Answer 1a: Several assets are purchased by Timberly Construction at a cash price of $810,000. The estimated market value of these assets are provided in the question. As the cash price of the individual assets is not available, the cash price of $810,000 would be allocated to different assets in the ratio of their market values. Therefore the cash price of $810,000 would be allocated to building, land, land improvements, and four vehicles in the ratio of 534,600 : 316,800 : 39,600 : 99,000. Dividing all these numbers with 39,600, the ratio becomes 13.5 : 8 : 1 : 2.5.
Allocation of cash value of $810,000 to different assets:
Building = ($810,000 * 13.5)/25 = $437,400.
Land = ($810,000 * 8)/25 = $259,200.
Land improvements = ($810,000 * 1)/25 = $32,400.
Four vehicles = ($810,000 * 2.5)/25 = $81,000.
Answer 1b:
Journal entry to record the purchase:
January 1 Building $437,400
Land $259,200
Land improvements $32,400
Vehicles (four) $81,000
Cash / Bank $810,000
(Being entry recorded for purchase of assets)

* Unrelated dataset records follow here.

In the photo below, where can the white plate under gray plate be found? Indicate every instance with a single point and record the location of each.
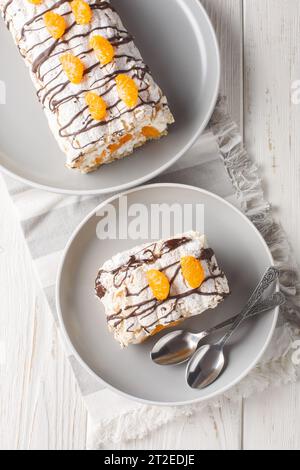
(242, 253)
(177, 40)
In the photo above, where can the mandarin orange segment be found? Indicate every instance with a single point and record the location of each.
(150, 132)
(35, 2)
(82, 12)
(127, 90)
(55, 24)
(192, 271)
(97, 106)
(114, 147)
(104, 50)
(73, 67)
(159, 284)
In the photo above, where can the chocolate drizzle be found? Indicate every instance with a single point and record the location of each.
(52, 90)
(149, 255)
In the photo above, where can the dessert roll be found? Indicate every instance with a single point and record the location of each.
(159, 285)
(98, 94)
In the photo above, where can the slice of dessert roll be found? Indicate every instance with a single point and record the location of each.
(98, 94)
(159, 285)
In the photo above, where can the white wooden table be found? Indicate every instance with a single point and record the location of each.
(40, 405)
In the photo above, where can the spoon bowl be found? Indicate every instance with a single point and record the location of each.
(175, 348)
(205, 366)
(179, 346)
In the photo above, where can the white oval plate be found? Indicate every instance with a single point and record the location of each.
(183, 55)
(241, 252)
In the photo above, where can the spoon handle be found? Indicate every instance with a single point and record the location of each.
(269, 277)
(276, 300)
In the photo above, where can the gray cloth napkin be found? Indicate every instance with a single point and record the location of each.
(218, 163)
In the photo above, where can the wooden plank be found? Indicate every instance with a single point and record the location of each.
(272, 35)
(226, 16)
(40, 406)
(211, 429)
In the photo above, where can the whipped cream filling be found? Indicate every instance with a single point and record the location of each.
(133, 314)
(76, 132)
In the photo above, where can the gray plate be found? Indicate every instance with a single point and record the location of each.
(177, 41)
(242, 253)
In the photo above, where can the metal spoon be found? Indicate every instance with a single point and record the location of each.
(208, 362)
(179, 346)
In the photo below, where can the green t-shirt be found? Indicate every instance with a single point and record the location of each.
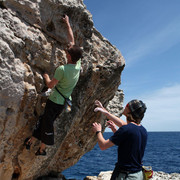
(67, 76)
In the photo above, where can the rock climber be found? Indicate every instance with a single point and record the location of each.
(65, 79)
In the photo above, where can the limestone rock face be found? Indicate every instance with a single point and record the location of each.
(32, 39)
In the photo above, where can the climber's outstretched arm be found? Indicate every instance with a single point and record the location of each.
(69, 31)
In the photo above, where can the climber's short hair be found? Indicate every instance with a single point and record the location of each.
(75, 52)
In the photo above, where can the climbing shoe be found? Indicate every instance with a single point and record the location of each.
(27, 143)
(39, 153)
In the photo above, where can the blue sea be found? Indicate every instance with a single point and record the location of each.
(162, 153)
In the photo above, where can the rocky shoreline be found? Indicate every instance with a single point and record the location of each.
(106, 175)
(157, 175)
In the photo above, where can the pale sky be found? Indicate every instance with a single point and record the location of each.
(147, 33)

Answer 2: Calculation of depreciation expense on the building using straight line method:
Cost of the building = $437,400 (Calculated above)
Useful life of building = 15 years (given in the question)
Salvage value of the building = $31,000 (given in the question)
The formula for calculating depreciation expense as per straight line method is:
Depreciation = (Cost - Salvage value) / Useful life of the asset
Calculation of first year depreciation expense on the building:
Depreciation = (Cost - Salvage value) / Useful life
Depreciation = ($437,400 - $31,000) / 15
Depreciation = $27,093.3333 = $27,093 (rounded off).
Therefore, the first year depreciation expense on building is $27,093.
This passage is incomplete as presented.